The air temperature needs to be quantized for processing by the embedded control system. Assuming an unrealistic quantization to 3-bit unsigned numbers: 0,1,2,...,7, the purely linear conversion with maximum precision is
\(V=\dfrac{380^{\circ}}{7.5 \hspace{1mm} bits} \cdot Q\)
The quantized conversion and range of interest are shown below.

Notice that there are 7.5 possible quantization values. This is because only half of the first bit corresponds to temperatures (real-world values) greater than zero.
The quantization error is
\(-25.33^{\circ}K/bit \le Error \le 25.33^{\circ}K/bit\)
The range of interest of the quantized conversion and the absolute value of the quantized error are shown below.

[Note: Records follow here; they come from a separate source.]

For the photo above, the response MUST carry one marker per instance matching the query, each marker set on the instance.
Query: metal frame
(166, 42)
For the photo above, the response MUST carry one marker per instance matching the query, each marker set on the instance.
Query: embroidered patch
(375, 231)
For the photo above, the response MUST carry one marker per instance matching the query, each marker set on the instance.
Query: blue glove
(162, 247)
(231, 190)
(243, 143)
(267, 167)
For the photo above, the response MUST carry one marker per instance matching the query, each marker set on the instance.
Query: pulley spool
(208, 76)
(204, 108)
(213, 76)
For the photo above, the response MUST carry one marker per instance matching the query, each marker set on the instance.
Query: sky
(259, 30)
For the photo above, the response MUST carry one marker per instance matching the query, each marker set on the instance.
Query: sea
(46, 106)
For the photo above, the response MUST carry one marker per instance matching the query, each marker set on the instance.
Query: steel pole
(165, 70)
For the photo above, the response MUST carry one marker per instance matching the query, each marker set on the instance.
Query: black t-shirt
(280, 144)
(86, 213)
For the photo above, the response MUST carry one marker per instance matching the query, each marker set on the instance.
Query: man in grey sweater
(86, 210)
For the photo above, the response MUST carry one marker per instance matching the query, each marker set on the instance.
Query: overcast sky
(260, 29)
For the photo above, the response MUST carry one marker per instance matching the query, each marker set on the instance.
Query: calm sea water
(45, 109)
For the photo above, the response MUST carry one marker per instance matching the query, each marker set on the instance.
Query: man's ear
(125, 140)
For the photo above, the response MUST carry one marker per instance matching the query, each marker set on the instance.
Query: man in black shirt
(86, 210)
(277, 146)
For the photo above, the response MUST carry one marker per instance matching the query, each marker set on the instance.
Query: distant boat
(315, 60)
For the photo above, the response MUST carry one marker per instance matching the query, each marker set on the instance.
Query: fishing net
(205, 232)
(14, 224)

As an alternative to the purely linear conversion, consider the general linear conversion with maximum precision.
The quantized conversion and range of interest are shown below.
\(V=\left (\dfrac{380^{\circ}K-222^{\circ}K}{8} \right )\cdot Q+222^{\circ}K+0.5\left (\dfrac{380^{\circ}K-222^{\circ}K}{8} \right )\)
The quantized conversion and range of interest are shown below.

The quantization error is
\(-9.875^{\circ}K/bit \le Error \le 9.875^{\circ}K/bit\)
This error is approximately 2.5 times smaller than the error associated with the purely linear conversion. The range of interest of the quantized conversion and the absolute value of the quantized error are shown below.

Clearly, the general linear scale gives much better precision than the purely linear scale over the range of interest.